Cisco cut roughly 4,000 staff, under 5% of its 86,000-strong workforce, on 14 May 2026, the same day it reported record quarterly revenue of $15.8bn, up 12% year on year. 1 Chief executive Chuck Robbins lifted the company's AI-infrastructure order target to about $9bn for the 2026 financial year, up from a prior $5bn, and redirected the freed budget into custom silicon and high-speed networking.
Cisco builds the plumbing of the AI boom, switches, routers and the networking gear data centres run on, so its order book is a demand gauge for the build-out itself.

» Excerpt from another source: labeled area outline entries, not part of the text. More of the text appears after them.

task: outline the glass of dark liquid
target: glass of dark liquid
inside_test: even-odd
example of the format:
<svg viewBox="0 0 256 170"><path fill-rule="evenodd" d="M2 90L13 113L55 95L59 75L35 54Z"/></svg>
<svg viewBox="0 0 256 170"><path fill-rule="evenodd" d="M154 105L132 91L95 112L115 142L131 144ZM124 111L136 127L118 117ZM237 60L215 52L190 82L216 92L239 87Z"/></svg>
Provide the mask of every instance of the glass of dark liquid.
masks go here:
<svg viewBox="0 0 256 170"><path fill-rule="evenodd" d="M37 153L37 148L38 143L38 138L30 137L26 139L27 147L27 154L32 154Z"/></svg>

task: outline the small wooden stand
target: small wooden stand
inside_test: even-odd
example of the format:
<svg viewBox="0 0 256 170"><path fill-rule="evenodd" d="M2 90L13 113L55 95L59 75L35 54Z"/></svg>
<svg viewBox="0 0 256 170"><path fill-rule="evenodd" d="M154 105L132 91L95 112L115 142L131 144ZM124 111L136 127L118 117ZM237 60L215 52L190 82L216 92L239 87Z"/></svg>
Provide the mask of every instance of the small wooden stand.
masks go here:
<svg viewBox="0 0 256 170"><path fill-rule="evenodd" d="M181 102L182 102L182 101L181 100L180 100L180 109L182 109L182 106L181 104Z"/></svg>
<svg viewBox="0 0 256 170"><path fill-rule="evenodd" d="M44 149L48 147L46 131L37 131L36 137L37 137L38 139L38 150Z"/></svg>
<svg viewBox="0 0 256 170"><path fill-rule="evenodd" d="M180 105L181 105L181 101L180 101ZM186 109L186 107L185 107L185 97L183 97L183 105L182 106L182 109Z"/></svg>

The restructuring carries a charge of up to $1bn, mostly severance, front-loaded against an order book Cisco expects to grow by roughly 80%. The Firm selling the picks and shovels is shrinking the workforce that makes them, which is the counter-signal worth holding: infrastructure demand accelerating while supplier headcount falls.
Cisco joins a run of firms cutting on the day they beat. CBOE shed a fifth of its staff on a record quarter , and Cloudflare cut 1,100 on record revenue citing a 600% internal surge in AI use . Microsoft opened voluntary retirement for 8,750 US employees in the same window . For workers, a record quarter from an employer has become the moment cuts arrive rather than a defence against them.
The market reads it the same way the executives do. Equities now price a one-off severance charge at peak revenue as a quality signal, a structurally lower wage bill bought cheaply, which is why the trade recurs weekly rather than once a cycle. The historical logic that firms cut in downturns no longer holds; here the beat is the cue.